Why are so few people interested in awakening and enlightenment?
Question
Why are so few people interested in awakening and enlightenment?
Nukunu
They are scared of facing impermanence and seeing the consequence that there is no personal doership!
People who are interested in awakening often try many types of spiritual techniques. But they can do this kind of work for the rest of their life; it will not by itself lead to enlightenment. Or they can read all the books there are about enlightenment; that will not help either. No belief systems can help them. It is only when we dare to face life – to experience life as it is – that there is a possibility to wake up. But most of the time when we face life it is through labels, language and concepts, and hardly ever directly as an experience. But if we can face our experiences directly, we will see that they have no separate essential nature.

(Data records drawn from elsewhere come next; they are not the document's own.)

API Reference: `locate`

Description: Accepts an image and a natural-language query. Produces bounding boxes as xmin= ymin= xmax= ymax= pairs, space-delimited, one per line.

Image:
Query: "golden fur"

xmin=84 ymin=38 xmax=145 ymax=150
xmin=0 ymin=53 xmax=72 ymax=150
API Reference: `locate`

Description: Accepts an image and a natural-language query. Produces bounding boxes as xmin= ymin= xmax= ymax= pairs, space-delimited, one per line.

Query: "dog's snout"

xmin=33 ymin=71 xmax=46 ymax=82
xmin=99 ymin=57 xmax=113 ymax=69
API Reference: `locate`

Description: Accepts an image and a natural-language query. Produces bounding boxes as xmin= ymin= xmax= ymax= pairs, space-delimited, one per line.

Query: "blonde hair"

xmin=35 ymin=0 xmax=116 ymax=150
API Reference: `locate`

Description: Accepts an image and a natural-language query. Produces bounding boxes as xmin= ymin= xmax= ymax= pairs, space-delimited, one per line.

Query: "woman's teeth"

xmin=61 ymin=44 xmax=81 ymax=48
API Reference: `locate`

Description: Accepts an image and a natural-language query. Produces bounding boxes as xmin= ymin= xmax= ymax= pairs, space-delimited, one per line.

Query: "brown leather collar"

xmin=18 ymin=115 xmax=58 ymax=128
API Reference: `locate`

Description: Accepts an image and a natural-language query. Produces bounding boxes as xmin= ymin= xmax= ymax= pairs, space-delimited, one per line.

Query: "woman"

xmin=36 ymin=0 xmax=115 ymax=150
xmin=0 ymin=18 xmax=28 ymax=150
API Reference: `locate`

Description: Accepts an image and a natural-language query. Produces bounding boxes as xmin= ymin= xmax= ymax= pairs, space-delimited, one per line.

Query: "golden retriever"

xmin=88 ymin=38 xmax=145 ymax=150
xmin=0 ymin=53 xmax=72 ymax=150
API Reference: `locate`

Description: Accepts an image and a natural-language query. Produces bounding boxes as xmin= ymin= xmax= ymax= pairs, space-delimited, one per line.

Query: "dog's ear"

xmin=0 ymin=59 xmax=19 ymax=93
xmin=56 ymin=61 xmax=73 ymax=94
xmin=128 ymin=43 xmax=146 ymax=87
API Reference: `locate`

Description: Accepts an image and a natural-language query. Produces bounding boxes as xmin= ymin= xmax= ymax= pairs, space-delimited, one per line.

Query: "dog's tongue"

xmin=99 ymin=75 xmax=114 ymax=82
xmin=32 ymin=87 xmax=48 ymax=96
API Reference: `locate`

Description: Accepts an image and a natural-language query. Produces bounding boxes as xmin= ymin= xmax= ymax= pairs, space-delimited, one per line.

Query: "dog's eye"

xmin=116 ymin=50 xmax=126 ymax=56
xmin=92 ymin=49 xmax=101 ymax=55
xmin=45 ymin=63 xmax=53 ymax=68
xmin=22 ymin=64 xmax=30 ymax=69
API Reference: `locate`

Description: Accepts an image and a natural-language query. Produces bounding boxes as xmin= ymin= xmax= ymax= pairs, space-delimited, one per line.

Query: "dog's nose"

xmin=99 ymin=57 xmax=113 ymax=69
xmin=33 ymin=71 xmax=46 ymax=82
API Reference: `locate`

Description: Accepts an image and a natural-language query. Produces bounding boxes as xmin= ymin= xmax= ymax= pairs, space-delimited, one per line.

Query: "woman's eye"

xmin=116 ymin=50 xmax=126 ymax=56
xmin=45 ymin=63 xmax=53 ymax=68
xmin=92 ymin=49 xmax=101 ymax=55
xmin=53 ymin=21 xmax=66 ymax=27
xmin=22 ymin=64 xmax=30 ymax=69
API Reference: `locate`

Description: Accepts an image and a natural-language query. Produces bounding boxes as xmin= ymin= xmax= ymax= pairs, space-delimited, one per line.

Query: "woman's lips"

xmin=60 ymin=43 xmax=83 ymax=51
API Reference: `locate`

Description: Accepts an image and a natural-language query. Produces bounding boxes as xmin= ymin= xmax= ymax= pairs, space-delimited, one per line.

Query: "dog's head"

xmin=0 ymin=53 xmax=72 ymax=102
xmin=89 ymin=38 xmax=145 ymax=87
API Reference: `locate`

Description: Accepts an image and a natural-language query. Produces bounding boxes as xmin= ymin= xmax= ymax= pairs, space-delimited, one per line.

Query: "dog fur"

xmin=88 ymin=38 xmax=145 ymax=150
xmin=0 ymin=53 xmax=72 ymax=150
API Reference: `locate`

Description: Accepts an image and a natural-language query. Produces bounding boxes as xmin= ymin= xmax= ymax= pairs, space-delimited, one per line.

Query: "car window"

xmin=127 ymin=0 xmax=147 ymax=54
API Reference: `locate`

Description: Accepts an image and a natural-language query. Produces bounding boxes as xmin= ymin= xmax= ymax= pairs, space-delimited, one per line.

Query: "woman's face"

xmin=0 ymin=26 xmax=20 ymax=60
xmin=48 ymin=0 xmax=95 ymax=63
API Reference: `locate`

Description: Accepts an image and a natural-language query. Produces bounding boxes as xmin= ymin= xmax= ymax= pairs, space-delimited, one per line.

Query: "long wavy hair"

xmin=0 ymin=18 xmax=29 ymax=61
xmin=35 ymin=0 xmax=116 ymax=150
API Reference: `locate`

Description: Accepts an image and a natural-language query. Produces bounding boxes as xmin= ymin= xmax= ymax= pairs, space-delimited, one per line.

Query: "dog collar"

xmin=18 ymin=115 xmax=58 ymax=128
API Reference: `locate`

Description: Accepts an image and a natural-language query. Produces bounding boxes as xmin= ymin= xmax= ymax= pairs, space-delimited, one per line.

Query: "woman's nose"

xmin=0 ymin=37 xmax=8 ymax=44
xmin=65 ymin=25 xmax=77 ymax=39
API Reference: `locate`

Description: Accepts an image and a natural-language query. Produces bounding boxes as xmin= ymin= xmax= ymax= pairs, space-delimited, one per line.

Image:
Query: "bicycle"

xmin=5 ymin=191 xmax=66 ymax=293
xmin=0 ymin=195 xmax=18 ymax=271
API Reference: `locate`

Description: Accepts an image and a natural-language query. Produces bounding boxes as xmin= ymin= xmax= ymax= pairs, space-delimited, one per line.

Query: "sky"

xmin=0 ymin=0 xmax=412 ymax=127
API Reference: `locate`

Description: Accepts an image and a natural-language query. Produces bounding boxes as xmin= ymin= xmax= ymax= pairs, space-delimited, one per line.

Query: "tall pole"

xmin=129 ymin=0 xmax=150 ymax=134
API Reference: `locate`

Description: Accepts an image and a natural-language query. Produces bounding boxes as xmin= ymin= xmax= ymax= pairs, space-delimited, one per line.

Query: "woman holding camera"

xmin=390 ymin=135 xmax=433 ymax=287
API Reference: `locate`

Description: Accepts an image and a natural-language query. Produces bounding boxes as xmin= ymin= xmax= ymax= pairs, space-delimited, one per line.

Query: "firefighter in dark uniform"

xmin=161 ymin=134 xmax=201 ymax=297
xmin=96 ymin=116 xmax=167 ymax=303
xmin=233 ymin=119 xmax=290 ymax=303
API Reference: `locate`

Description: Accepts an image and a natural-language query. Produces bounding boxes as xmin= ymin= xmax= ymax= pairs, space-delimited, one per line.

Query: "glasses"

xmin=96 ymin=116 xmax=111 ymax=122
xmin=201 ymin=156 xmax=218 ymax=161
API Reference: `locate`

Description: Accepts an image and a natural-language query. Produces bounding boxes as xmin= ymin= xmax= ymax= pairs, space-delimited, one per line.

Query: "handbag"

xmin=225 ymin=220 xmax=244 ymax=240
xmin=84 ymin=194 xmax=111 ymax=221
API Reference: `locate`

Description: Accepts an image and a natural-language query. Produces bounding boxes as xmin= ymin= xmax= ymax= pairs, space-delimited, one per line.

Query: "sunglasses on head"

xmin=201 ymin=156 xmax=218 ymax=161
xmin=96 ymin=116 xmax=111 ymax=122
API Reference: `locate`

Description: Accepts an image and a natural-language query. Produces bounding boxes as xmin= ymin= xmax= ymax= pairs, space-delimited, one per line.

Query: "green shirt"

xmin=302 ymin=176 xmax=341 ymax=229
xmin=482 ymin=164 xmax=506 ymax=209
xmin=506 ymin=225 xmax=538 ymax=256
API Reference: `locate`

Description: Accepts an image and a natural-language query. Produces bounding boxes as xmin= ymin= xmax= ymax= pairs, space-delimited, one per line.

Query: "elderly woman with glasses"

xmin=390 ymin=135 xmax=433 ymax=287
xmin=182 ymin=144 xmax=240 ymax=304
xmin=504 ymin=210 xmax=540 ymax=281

The great Indian sage Ramana Maharshi used to say:“What comes and goes is not real”. If we could let our experiences come and go we would realise our true nature, which Ramana called the Self, Atman, Brahman or God.
In his talks Ramana keeps on repeating the famous analogy about “A hare has no horn”. If we look at a little hare from a distance it looks like it has horns, but if we come closer we see that they are not horns, they are ears. So we see a “hare with horns” because we don’t come close enough. We don’t experience our experiences! One of the reasons for this is our constant labelling. We don’t live in the real world, we live in the world of language, concepts and judgements; and this is like wearing blinders! But if we dare to live in the real world, we will spontaneously see through the veil that is created by language and its labels. In India they call this “Maya” – the veil over the real. So what the six senses are telling us about the world is unreal like a dream, and in this way life can be seen as “dream dreamt with open eyes”.
Hardly anybody tells us to experience our experiences. The whole world lives in a dream. If sages like Ramana, Anandamayi Ma, Papaji tells us this we hear it – but do we put it into practice?
If we practice mindfulness meditations, slowly we will get used to a silent mind – a mind without content. A totally still mind is our true nature; it is enlightenment. An experience arises when this totally naked, pure consciousness is stirred by a habit or desire! But even when this pure mind appears as an experience, which happens all the time, it still remains pure and unchanged.